Kuwait Foreign Petroleum Exploration Company (KUFPEC)
- Company type: Subsidiary
- Industry: Oil and Gas
- Founded: April 1981
- Headquarters: Kuwait City, Kuwait
- Area served: Worldwide
- Products: Petroleum, Natural gas
- Services: Exploration, Development, Production
- Parent: Kuwait Petroleum Corporation (KPC)
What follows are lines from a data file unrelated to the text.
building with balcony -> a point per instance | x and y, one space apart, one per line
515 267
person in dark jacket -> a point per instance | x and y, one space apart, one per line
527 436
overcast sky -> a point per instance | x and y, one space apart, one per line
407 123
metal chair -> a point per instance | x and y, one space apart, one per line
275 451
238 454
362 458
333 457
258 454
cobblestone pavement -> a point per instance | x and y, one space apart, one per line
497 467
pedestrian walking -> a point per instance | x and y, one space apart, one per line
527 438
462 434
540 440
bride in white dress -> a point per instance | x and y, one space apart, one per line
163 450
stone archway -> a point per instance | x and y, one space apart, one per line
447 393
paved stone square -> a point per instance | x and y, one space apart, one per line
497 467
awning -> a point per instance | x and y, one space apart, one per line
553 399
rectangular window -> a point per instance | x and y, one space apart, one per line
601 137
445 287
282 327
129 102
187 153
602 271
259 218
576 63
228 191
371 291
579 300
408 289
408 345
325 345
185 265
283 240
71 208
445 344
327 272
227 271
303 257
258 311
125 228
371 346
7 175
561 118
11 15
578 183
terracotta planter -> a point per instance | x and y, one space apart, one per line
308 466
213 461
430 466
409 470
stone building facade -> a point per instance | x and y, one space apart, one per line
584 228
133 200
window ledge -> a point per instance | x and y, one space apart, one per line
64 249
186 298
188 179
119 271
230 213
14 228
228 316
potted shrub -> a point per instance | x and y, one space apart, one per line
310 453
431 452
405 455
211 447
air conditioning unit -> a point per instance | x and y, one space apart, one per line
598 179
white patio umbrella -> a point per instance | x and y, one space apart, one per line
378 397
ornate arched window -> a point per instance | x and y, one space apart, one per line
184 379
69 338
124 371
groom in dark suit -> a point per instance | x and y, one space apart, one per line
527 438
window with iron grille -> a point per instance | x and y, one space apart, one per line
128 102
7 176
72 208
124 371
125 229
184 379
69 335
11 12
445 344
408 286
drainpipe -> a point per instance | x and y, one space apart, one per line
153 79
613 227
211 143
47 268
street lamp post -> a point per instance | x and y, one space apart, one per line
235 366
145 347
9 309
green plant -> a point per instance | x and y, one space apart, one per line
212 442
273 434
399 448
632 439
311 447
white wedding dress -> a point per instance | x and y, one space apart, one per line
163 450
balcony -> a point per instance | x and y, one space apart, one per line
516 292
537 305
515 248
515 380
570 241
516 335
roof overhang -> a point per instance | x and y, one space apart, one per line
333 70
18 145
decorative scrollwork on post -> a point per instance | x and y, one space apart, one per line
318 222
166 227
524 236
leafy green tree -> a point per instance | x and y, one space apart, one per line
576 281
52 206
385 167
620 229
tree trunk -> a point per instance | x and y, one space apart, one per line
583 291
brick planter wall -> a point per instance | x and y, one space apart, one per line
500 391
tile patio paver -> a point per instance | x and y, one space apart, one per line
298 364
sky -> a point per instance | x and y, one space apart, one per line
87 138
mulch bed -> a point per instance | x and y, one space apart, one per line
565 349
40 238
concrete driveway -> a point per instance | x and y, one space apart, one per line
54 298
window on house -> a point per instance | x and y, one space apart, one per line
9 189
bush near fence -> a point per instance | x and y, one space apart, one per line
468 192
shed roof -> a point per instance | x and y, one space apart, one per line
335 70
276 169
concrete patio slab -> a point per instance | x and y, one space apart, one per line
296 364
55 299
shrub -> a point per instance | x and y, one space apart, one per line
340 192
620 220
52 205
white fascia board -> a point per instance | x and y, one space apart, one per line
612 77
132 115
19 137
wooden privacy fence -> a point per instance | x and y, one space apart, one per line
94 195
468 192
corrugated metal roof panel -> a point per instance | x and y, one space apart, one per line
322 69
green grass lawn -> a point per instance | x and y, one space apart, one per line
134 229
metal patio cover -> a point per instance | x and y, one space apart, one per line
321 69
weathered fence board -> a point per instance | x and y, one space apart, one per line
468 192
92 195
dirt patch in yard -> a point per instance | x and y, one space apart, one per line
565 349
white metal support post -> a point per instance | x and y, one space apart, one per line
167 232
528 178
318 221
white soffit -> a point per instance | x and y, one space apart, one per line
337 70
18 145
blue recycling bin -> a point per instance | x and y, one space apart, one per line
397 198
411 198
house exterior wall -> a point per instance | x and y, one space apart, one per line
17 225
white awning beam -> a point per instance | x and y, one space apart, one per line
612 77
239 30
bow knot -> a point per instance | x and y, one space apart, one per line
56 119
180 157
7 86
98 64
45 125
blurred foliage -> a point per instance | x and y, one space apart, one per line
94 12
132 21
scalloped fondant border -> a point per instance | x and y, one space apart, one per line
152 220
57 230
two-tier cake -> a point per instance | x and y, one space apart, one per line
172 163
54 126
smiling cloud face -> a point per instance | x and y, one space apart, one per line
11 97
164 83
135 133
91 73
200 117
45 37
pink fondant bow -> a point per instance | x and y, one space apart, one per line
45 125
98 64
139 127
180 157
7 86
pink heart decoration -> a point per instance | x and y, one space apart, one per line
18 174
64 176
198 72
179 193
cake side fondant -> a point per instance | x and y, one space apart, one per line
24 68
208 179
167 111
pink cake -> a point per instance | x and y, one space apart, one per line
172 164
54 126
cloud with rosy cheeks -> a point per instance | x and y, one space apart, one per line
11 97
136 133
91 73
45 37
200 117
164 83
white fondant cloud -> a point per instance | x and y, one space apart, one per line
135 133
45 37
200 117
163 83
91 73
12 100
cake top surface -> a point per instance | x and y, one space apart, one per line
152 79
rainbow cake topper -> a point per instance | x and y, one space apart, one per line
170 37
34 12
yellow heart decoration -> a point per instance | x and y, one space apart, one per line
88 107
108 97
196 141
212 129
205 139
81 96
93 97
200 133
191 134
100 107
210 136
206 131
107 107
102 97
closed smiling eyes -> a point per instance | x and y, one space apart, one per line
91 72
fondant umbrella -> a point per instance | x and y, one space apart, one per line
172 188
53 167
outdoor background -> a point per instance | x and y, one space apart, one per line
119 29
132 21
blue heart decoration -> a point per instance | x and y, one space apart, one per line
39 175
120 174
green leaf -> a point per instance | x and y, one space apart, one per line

= Kuwait Foreign Petroleum Exploration Company =

Kuwait Foreign Petroleum Exploration Company (KUFPEC) is an international upstream company, which is a subsidiary of Kuwait Petroleum Corporation (KPC). The organization is involved in the discovery, expansion, and extraction of crude oil and natural gas outside Kuwait’s borders. KUFPEC operates in 10 nations across five continents, including Australia, Asia, Africa, North America, and Europe.

==History==
It was founded in April 1981.

In June 2023, KUFPEC announced its plans to expand its regional presence and expand its footprint in Asia through its office in Kuala Lumpur, Malaysia. In November 2023, Polish state-controlled oil and gas group Orlin was in preliminary talks to buy KUFPEC's stake in producing assets on the Norwegian continental shelf. The deal was finalized later in the month, with KUFPEC selling all of its assets in Norway to Poland's Orlin, which operates in Norway as PGNiG Upstream, for $454 million.

==Operations==
KUFPEC has discovered Jannah gas, condensate and oil fields in Yemen. It also discovered a new oil field in Egypt's Jessim and Tawila West Concession. In 2022, KUFPEC Indonesia B.V. discovered a new oil and gas reservoir in the Anambas-2X exploration well in the Anambas Block, Natuna Sea.